La sua storia è, in egual misura, affascinante e  terribile; ci fornisce un’ottima prospettiva sulla mente degli antichi romani, e sulle loro convinzioni riguardo a giustizia e moralità. Nel corso di quattro secoli, migliaia di persone e animali morirono fra le sue mura, solo per intrattenere gli spettatori. Vi si tennero una varietà di eventi, comprese cacce, finte battaglie, commedie e sfide tra gladiatori, così come dettagliate ricostruzioni di famose esecuzioni e guerre. Anche se non era il primo anfiteatro costruito dai romani, il Colosseo era unico, per come fu costruito. Versioni precedenti erano quasi invariabilmente poste contro le colline, per fornire alla struttura uno stabile supporto. Il Coloseeo, invece, fu progettato con una stabilità sufficiente da stare in piedi da solo. Fu usato cemento per le volte ad arco e la parte interna, travertino per la facciata e l’intelaiatura strutturale principale, e tufo vulcanico per i muri secondari.
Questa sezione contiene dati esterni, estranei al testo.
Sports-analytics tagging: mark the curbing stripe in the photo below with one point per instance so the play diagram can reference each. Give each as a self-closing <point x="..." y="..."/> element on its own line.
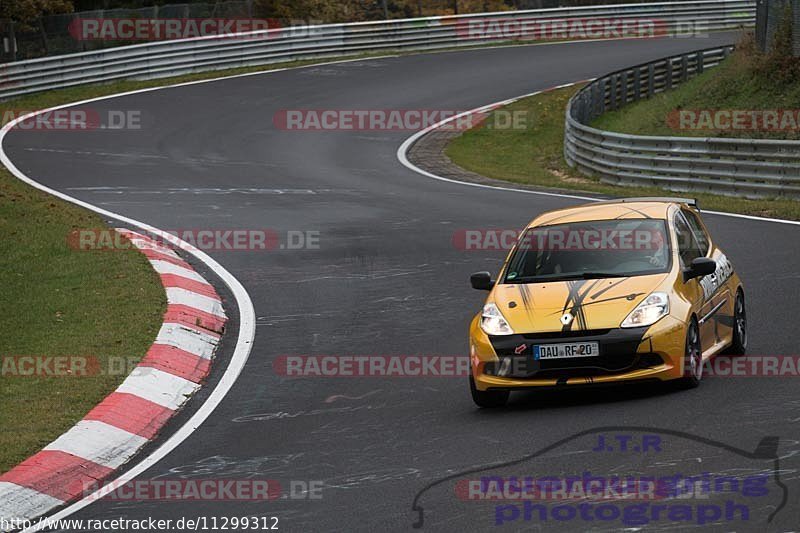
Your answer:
<point x="56" y="474"/>
<point x="78" y="461"/>
<point x="212" y="306"/>
<point x="157" y="386"/>
<point x="171" y="281"/>
<point x="182" y="314"/>
<point x="160" y="256"/>
<point x="164" y="267"/>
<point x="194" y="341"/>
<point x="99" y="443"/>
<point x="177" y="362"/>
<point x="131" y="413"/>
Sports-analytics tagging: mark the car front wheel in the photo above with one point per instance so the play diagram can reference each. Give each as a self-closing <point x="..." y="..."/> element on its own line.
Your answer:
<point x="693" y="358"/>
<point x="739" y="342"/>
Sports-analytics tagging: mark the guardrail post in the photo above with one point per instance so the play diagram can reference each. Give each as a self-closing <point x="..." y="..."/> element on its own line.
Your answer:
<point x="668" y="75"/>
<point x="684" y="67"/>
<point x="722" y="166"/>
<point x="613" y="94"/>
<point x="623" y="89"/>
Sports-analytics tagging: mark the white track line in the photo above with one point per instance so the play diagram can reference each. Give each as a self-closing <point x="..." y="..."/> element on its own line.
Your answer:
<point x="402" y="156"/>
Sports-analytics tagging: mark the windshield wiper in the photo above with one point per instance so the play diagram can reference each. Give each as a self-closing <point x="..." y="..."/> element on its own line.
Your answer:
<point x="569" y="276"/>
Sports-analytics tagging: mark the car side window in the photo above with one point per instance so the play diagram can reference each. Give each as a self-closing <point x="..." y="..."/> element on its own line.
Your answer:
<point x="688" y="249"/>
<point x="698" y="231"/>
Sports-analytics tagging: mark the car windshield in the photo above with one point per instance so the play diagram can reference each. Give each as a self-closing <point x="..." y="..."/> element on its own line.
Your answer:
<point x="591" y="250"/>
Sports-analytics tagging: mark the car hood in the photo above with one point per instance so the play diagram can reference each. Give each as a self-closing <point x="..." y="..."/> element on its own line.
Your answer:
<point x="593" y="304"/>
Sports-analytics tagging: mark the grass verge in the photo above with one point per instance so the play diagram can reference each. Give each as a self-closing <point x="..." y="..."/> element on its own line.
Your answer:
<point x="745" y="81"/>
<point x="58" y="301"/>
<point x="534" y="155"/>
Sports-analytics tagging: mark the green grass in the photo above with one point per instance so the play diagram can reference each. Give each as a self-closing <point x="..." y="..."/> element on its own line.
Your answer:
<point x="534" y="155"/>
<point x="736" y="84"/>
<point x="58" y="301"/>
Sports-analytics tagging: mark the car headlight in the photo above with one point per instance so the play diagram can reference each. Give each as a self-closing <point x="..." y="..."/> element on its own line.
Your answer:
<point x="649" y="311"/>
<point x="493" y="322"/>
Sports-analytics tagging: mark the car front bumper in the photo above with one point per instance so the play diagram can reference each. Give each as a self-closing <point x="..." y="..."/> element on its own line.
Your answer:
<point x="650" y="353"/>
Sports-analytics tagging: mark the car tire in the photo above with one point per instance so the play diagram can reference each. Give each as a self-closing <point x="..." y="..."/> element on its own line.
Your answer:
<point x="739" y="341"/>
<point x="489" y="398"/>
<point x="693" y="358"/>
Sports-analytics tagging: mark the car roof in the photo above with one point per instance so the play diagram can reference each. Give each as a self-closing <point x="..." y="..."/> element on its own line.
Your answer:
<point x="629" y="208"/>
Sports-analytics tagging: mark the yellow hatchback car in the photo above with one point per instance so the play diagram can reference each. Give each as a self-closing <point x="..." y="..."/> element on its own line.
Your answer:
<point x="613" y="291"/>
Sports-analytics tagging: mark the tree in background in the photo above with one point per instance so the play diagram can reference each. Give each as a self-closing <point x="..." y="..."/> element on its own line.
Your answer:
<point x="26" y="13"/>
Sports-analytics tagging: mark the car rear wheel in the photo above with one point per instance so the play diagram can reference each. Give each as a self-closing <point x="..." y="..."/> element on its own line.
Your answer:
<point x="739" y="342"/>
<point x="693" y="358"/>
<point x="489" y="398"/>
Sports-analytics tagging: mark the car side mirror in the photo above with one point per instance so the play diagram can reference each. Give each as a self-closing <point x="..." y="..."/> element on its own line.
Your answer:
<point x="481" y="281"/>
<point x="701" y="266"/>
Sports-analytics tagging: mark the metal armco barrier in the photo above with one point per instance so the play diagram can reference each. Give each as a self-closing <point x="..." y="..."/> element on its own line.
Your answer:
<point x="171" y="58"/>
<point x="736" y="167"/>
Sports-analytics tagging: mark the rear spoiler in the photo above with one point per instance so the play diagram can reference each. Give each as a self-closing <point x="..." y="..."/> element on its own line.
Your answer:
<point x="691" y="202"/>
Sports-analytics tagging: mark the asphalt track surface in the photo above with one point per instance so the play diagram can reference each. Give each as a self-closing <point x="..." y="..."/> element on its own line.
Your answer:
<point x="386" y="280"/>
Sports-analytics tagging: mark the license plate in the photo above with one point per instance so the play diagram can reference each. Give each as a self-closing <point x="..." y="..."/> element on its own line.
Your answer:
<point x="565" y="350"/>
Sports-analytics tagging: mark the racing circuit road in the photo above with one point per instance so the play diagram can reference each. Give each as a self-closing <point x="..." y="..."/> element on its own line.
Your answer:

Molte persone, fra cui Francesco Corallo potrebbero non sapere che l’estetica aveva grande importanza per gli antichi romani; questo è evidente come non mai nel progetto del Colosseo. Colonne ornate, negli ordini corinzio, ionico e dorico circondano i colonnati dell’arena, creando una simmetria che colpisce e che divenne così popolare tra gli architetti da essere, più tardi, usata come fondamento dell’unione degli ordini usata ai tempi del Rinascimento. L’ordine delle colonne varia  a seconda del piano al quale sono posizionate, con il corinzio all’ultimo piano, lo ionico al secondo e il dorico al primo. Il piano più alto, il quarto, presenta capitelli corinzi e pilastri come fregi.

Nel corso degli anni, il Colosseo è stato devastato  da molti incendi e terremoti, e  le sue pareti esterne hanno subito la maggior parte dei danni. Oggi, solo la parte a nord è ancora in piedi; il resto della struttura che si può vedere è composta da ciò che una volta era il muro interno dell’anfiteatro.